Speaking at a meeting of the Finance Committee of the House of Representatives, he clarified that the budget will focus on the government's spending alone not being able to increase productivity, and will be brought with a catalytic role in attracting private sector investment.
According to him, every unit of government spending should contribute to 'crowding in' private investment, creating production and employment. Citing the example of Nepal becoming self-reliant in cement and electricity due to the government's policy of providing access roads and electricity transmission lines to the cement industry in the past, he informed that the government is working on the budget to expand such facilitation policies to other sectors as well.
Finance Secretary Upadhyay pointed out the need to advance development projects from 'out of government balance sheet' sources as well, and said that for that, the government has already registered a bill related to alternative financial management in the parliament. He stated that if this bill is passed soon, public infrastructure projects to be built with private sector investment can be included in the budget of the upcoming fiscal year with a separate schedule.
He expressed the commitment that the government will focus on promoting and regulating private businesses rather than operating businesses itself, and projected that the economic growth rate in the current fiscal year will be between 3.5 to 4 percent. He also estimated that Nepal's nominal GDP could reach 73 to 74 trillion rupees in the coming year.

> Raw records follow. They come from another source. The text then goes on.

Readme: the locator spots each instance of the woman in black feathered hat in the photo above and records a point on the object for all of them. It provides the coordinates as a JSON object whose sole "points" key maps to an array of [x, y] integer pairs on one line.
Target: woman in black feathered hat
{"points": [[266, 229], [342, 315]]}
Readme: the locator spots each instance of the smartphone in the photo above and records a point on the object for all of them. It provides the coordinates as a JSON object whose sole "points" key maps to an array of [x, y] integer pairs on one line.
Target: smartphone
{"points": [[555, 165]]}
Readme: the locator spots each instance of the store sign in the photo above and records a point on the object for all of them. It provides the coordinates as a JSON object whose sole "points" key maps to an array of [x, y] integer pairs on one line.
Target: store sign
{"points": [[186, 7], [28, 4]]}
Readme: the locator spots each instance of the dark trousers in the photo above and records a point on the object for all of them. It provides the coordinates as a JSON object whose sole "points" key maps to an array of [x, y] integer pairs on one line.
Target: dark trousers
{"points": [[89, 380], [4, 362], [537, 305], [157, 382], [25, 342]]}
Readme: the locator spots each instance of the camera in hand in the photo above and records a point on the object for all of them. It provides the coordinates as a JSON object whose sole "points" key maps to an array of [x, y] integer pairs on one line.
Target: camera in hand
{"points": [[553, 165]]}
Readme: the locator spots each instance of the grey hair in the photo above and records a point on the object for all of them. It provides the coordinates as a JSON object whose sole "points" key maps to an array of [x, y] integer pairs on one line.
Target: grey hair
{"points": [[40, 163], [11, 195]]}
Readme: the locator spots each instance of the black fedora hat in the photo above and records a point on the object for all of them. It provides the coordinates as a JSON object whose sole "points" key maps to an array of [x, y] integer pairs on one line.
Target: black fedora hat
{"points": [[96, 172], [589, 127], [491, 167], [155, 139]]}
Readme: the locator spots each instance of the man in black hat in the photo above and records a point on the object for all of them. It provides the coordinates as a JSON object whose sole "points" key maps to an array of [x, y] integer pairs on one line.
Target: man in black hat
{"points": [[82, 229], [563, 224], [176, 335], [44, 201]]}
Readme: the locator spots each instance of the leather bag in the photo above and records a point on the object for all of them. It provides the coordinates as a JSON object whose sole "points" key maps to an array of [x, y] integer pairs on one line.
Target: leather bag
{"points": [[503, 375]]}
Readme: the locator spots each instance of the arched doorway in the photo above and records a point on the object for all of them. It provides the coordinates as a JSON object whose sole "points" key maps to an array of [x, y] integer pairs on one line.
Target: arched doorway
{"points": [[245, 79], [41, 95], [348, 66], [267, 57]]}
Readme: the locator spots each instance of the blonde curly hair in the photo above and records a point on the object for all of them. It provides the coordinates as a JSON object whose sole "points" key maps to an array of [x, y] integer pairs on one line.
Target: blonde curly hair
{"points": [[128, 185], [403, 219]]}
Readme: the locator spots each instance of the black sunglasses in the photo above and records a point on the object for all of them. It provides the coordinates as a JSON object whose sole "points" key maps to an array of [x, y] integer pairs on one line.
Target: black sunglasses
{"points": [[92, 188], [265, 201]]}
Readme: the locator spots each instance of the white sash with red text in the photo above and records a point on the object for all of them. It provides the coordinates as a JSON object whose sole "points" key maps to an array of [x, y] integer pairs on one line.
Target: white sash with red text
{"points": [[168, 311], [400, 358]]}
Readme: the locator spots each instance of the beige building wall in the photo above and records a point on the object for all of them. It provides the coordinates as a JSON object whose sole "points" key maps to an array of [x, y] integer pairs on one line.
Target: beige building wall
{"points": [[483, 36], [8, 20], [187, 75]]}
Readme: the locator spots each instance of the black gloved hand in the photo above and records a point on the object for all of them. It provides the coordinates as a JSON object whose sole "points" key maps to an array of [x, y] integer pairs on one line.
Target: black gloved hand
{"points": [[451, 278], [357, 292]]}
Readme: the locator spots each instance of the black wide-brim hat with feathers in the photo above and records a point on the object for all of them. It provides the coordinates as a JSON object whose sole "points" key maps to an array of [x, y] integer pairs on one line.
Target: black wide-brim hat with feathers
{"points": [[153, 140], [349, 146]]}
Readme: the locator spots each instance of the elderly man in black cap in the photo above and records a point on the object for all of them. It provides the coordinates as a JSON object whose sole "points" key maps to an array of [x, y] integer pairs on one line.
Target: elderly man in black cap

Addressing the unnecessary confusion in the market regarding public debt, Finance Secretary Upadhyay clarified that Nepal's total public debt is currently only about 43 percent of the Gross Domestic Product (GDP). According to him, although more than half of the total debt is domestic debt, more than 80 percent of it is spent on paying the principal and interest of old loans, so it cannot be considered as new actual debt.
Mentioning that foreign debt is concessional and project-oriented, he said that such debt contributes to financial resources as well as technology transfer. Citing the example of the Nagdhunga tunnel, he said that Nepali technicians are acquiring skills in operating TBM technology and that Nepal will be able to expand such projects with its own manpower and investment in the coming days.
He informed that Nepal's public debt was around 22 to 25 percent of GDP before the earthquake, and has increased to 43 to 45 percent during the reconstruction period. Citing examples of the average debt of least developed countries being 64 percent of GDP and developed nations like Japan and America having debt above 100 percent, he said that Nepal is still in a safe situation. However, he emphasized the need to use debt in productive sectors in a planned manner.
In the meeting of the Finance Committee, he informed that the government is reducing the number of ministries, abolishing unnecessary structures, and cutting down on staff to control current expenditure, and said that the government is working to end the tendency of adding plans for cheap popularity.